TBI Ghana project to build capacity of local communities to produce legal lumber for the domestic market launched

Ghana - 16 March, 2012

Forest communities in Ghana will soon be producing lumber to shore up the volume of legal lumber supply for the domestic market. This is to be made possible as Tropenbos International Ghana implements a project that seeks to link local communities to forest concession holders to produce legal lumber under the FAO/ACP/EU-FLEGT Support Programme.

The project was launched by the Executive Director of the Timber Industry Development Division during an inception workshop on Monday, March 12th, 2012 at the Forestry Commission in Accra. The launch was attended by key project stakeholders including the EU Ghana Delegation, the Accra Regional Office of the Food and Agriculture Organisation, Forestry Research Institute of Ghana, chainsaw operators, community representatives, the Forestry Commission and its divisions including the Timber Industry Development Division, Timber Validation Division and the Resource Management Support Centre. Representatives from the Ministry of Lands and Natural Resources and the media were also present.

This project is being implemented on the heels of a yawning gap between domestic supply and demand for legal timber, partly because of the inability of conventional sawmillers to supply enough lumber for domestic use. This has partly created space for the proliferation of illegal chainsaw milled timber production that now supplies about 84% of lumber on the domestic market. To find alternatives to illegal chainsaw milling and to increase the volume of legal lumber supply, forest stakeholders, by their representation in the multi-stakeholder dialogue (MSD) of the EU chainsaw milling project, have proposed a policy that allows artisanal millers to join selected sawmills in supplying legal lumber for the domestic market.
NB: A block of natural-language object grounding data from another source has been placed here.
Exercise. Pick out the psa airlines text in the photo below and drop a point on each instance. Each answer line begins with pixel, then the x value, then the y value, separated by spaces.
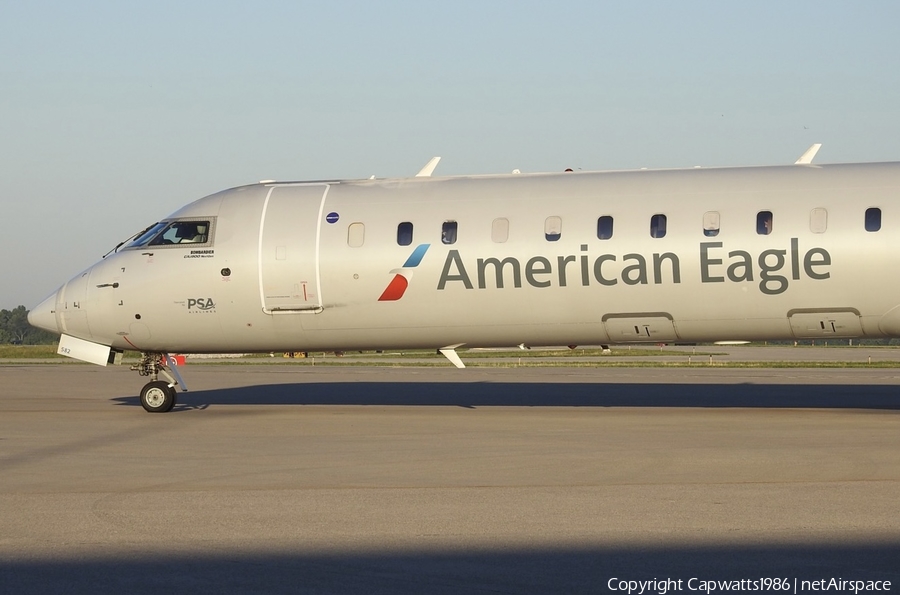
pixel 668 585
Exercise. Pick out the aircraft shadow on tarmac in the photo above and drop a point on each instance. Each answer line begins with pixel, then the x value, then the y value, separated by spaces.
pixel 460 394
pixel 548 570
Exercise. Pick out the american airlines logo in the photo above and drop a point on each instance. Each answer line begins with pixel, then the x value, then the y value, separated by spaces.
pixel 397 287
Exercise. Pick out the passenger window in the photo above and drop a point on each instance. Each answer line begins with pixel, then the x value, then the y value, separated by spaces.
pixel 711 224
pixel 658 226
pixel 448 232
pixel 404 234
pixel 764 223
pixel 873 219
pixel 183 232
pixel 356 235
pixel 553 229
pixel 604 227
pixel 500 230
pixel 818 220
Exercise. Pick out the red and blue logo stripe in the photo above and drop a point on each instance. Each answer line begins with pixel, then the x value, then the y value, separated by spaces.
pixel 397 287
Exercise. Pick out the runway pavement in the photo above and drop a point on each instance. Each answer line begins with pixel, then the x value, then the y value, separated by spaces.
pixel 436 480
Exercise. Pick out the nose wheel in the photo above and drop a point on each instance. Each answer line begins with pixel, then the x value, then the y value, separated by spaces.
pixel 158 397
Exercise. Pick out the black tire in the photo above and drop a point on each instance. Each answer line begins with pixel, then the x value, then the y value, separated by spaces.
pixel 157 397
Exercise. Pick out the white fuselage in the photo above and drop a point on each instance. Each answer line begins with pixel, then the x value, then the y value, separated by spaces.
pixel 364 264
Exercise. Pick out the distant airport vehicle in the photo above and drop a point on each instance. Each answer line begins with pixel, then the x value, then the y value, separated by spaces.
pixel 703 254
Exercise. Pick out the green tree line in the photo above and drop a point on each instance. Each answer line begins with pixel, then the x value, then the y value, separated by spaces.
pixel 14 328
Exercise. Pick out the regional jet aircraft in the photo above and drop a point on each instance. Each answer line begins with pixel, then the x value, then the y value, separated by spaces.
pixel 709 254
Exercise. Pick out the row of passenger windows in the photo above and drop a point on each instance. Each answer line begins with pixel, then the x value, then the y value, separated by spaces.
pixel 765 224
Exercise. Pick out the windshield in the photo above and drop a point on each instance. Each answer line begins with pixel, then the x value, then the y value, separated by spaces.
pixel 167 233
pixel 147 235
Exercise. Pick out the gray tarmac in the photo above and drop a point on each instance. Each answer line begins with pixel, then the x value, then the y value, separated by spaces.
pixel 270 479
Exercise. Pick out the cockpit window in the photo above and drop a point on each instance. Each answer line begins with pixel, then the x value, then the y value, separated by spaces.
pixel 168 233
pixel 147 235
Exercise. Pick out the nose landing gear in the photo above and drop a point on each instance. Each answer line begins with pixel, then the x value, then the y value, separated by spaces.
pixel 158 396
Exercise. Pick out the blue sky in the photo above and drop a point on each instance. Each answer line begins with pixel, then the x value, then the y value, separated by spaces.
pixel 114 114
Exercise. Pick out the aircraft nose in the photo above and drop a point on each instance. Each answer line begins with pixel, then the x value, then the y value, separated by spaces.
pixel 43 316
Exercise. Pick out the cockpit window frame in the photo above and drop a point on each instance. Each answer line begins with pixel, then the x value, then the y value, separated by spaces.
pixel 166 224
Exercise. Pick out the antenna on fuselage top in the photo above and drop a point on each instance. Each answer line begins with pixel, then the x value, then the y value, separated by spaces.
pixel 426 171
pixel 808 156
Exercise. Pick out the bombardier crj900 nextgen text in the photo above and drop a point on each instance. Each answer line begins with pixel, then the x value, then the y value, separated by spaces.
pixel 787 252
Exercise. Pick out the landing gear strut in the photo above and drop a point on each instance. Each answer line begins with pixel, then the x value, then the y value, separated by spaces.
pixel 158 396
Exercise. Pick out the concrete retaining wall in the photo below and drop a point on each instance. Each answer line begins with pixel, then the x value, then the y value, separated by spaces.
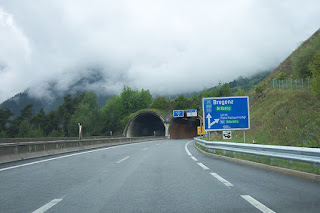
pixel 22 151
Forest concession holders, aggregated in the Ghana Timber Association, have access to legal timber and are engaged in logging and supplying of logs to the wood processing mills in Ghana. The lack of market for logs of lesser used species, which are not popular on the export market and therefore not wanted by the export-oriented sawmills in Ghana, is seriously constraining the concession holders.
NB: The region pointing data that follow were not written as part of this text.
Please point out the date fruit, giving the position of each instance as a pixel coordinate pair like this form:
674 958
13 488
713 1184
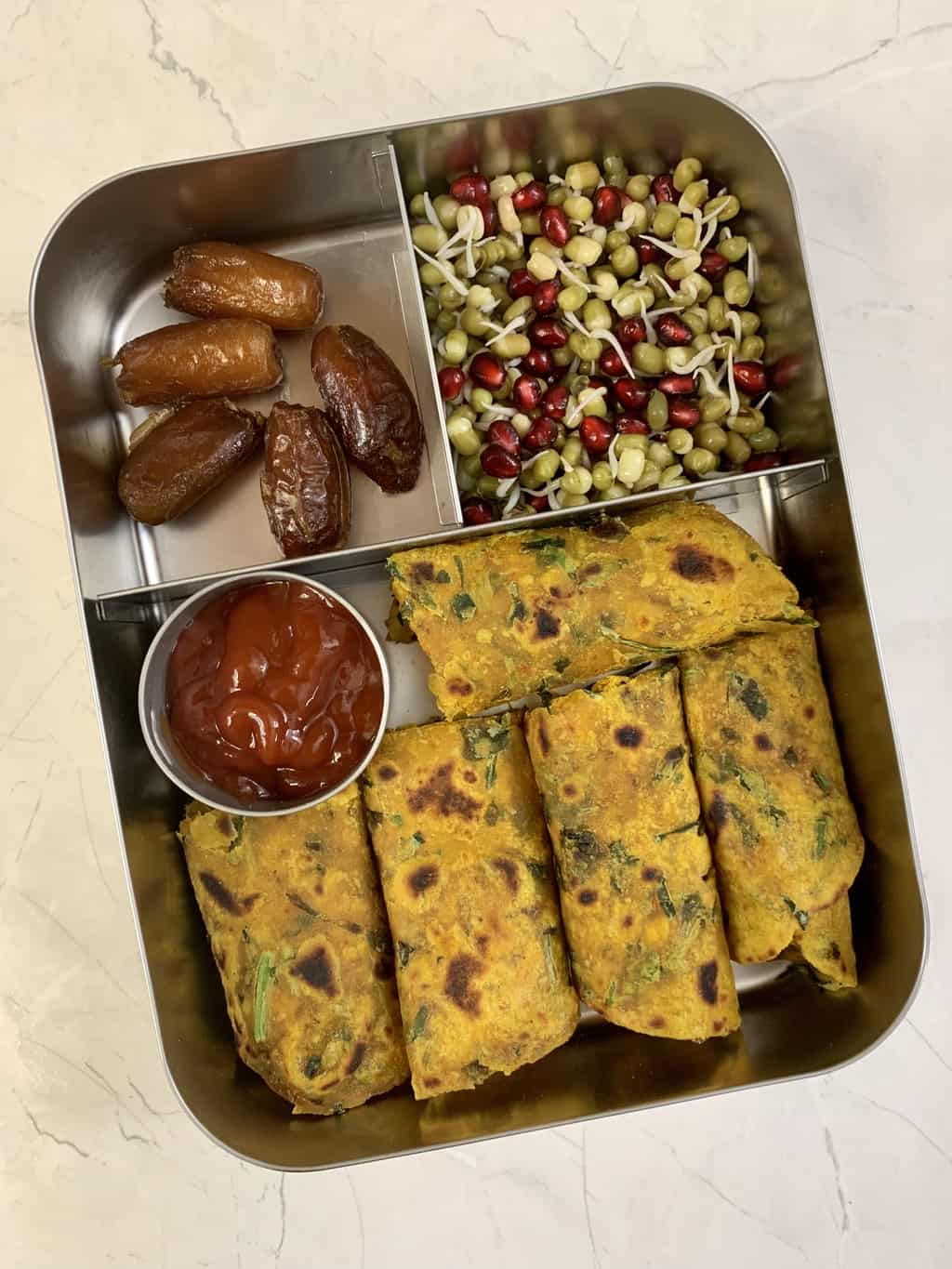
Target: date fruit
221 279
369 406
186 457
193 359
306 482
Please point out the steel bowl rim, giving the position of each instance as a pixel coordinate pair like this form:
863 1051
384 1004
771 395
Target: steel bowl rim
153 664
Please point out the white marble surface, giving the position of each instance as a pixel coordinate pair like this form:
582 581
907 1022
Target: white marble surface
98 1164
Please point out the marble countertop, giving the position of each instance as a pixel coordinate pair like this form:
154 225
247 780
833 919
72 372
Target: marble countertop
99 1165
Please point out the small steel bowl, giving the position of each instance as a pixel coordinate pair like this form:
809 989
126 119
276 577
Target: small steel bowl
152 701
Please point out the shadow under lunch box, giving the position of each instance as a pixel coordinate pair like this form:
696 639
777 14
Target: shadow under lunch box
339 205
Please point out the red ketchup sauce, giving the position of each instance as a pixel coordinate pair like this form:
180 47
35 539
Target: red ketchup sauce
274 692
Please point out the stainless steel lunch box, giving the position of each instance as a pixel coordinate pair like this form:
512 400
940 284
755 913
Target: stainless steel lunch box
339 205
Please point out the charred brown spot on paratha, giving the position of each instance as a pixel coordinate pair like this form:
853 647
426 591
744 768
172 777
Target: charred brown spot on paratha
458 985
509 873
316 971
421 879
707 983
695 565
438 793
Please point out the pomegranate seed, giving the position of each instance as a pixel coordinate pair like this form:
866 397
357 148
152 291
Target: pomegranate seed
451 382
501 433
611 364
671 330
750 377
683 414
490 218
541 434
546 333
608 205
521 284
596 434
787 369
632 393
761 462
545 297
676 385
555 402
527 392
629 330
531 197
499 462
712 265
487 371
663 190
648 251
478 510
555 225
469 188
537 361
628 424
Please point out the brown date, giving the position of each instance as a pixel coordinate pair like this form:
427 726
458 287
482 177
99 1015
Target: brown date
369 406
186 457
218 357
306 482
221 279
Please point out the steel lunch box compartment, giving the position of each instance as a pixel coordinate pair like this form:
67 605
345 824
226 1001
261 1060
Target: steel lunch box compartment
339 205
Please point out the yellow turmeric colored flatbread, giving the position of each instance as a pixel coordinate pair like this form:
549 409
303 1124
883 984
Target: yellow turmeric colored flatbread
483 971
504 615
640 906
296 923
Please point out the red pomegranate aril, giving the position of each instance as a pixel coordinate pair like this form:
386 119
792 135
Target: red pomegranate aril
683 414
478 510
629 330
608 205
451 382
531 197
663 190
499 462
555 402
469 188
648 251
676 385
714 265
673 331
490 218
487 371
545 297
750 377
611 364
527 392
628 424
555 225
761 462
786 369
537 361
546 333
632 393
501 433
521 284
596 434
541 434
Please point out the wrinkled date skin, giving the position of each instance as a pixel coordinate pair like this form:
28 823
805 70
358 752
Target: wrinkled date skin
186 457
369 405
221 279
219 357
306 482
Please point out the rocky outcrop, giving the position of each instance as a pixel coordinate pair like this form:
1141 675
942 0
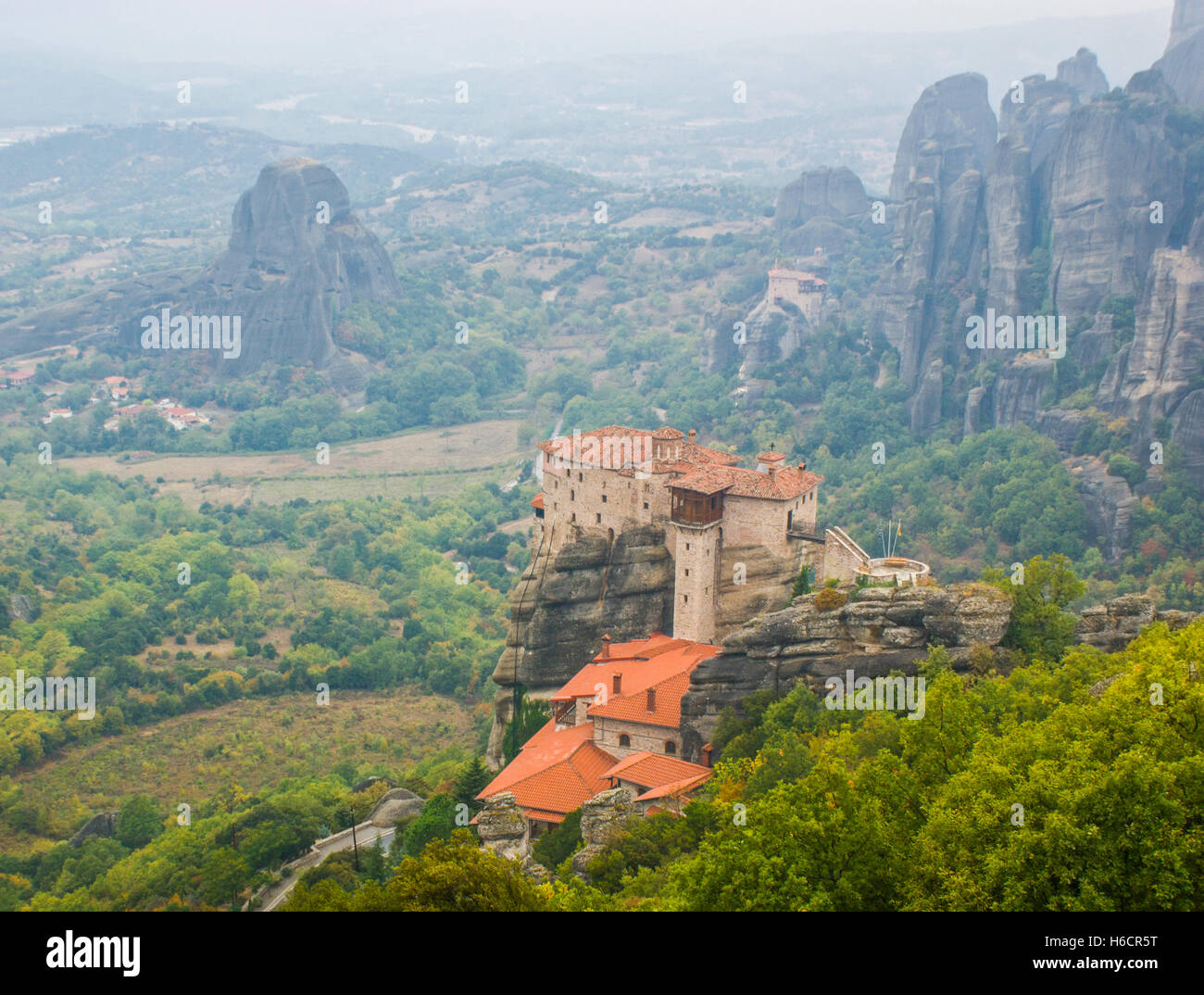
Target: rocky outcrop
811 209
105 825
1159 378
603 819
1109 504
1115 624
875 631
292 265
1083 75
395 806
296 257
939 233
1111 163
1020 390
562 606
504 829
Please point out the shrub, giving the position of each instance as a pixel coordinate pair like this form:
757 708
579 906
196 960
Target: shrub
829 598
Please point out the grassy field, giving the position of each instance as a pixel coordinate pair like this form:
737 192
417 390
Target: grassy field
253 743
430 461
TBI Ghana, in conjunction with its partners including the Timber Industry Development Division of the Forestry Commission, is therefore piloting this project to build the capacity of local communities in artisanal milling to process lesser-used species and convert logging residues produced by forest concession holders to usable products. The Ghana Timber Association has expressed strong interest and willingness to work with local communities in artisanal milling given the needed support. The project spanning a twelve-month period beginning January 2012 is being implemented in eight communities drawn from Bechem, Goaso, Begoro and Kade Forest Districts in Ghana.
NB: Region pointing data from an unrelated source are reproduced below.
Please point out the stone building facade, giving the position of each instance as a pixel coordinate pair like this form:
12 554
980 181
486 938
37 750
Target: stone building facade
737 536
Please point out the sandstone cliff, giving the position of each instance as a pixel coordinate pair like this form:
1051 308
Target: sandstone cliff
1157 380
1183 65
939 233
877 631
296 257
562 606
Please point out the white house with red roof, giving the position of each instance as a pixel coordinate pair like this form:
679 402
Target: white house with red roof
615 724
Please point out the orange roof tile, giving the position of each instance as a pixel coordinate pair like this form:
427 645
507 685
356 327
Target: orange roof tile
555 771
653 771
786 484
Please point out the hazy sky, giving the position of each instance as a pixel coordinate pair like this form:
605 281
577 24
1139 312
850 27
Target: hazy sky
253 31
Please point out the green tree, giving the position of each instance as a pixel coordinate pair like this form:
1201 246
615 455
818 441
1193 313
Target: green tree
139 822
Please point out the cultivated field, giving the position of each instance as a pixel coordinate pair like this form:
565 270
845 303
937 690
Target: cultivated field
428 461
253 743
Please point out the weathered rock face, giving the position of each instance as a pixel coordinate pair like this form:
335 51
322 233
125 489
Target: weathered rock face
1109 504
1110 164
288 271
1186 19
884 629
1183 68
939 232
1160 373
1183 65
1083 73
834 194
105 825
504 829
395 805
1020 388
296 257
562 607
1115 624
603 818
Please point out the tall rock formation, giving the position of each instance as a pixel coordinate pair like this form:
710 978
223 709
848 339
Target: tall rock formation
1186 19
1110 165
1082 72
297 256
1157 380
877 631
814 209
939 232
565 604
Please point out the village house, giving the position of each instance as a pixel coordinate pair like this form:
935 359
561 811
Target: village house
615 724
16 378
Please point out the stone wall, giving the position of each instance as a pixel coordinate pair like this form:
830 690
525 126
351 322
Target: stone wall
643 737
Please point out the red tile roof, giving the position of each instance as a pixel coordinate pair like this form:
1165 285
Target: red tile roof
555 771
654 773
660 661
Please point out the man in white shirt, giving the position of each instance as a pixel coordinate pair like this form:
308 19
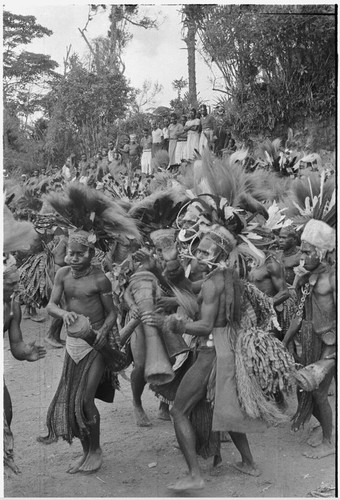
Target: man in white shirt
165 132
157 138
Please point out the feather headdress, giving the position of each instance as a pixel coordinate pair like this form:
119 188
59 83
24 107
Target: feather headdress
222 196
312 197
160 209
84 208
17 235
Beyond facilitating partnership between local communities and forest concession holders, the project is also expected to clarify the concept of artisanal milling and develop models for its operationalisation. The project will also build capacity of local actors to participate in a monitoring system to be developed for tracking lumber for the domestic market. This will build on the Wood Tracking System developed by Ghana’s Forestry Commission for the implementation of Voluntary Partnership Agreement. It is anticipated that linking the actors this way can provide communities with a legal alternative livelihood opportunity, improve turnover for forest concession holders, reduce timber waste and make legal lumber available for the domestic market.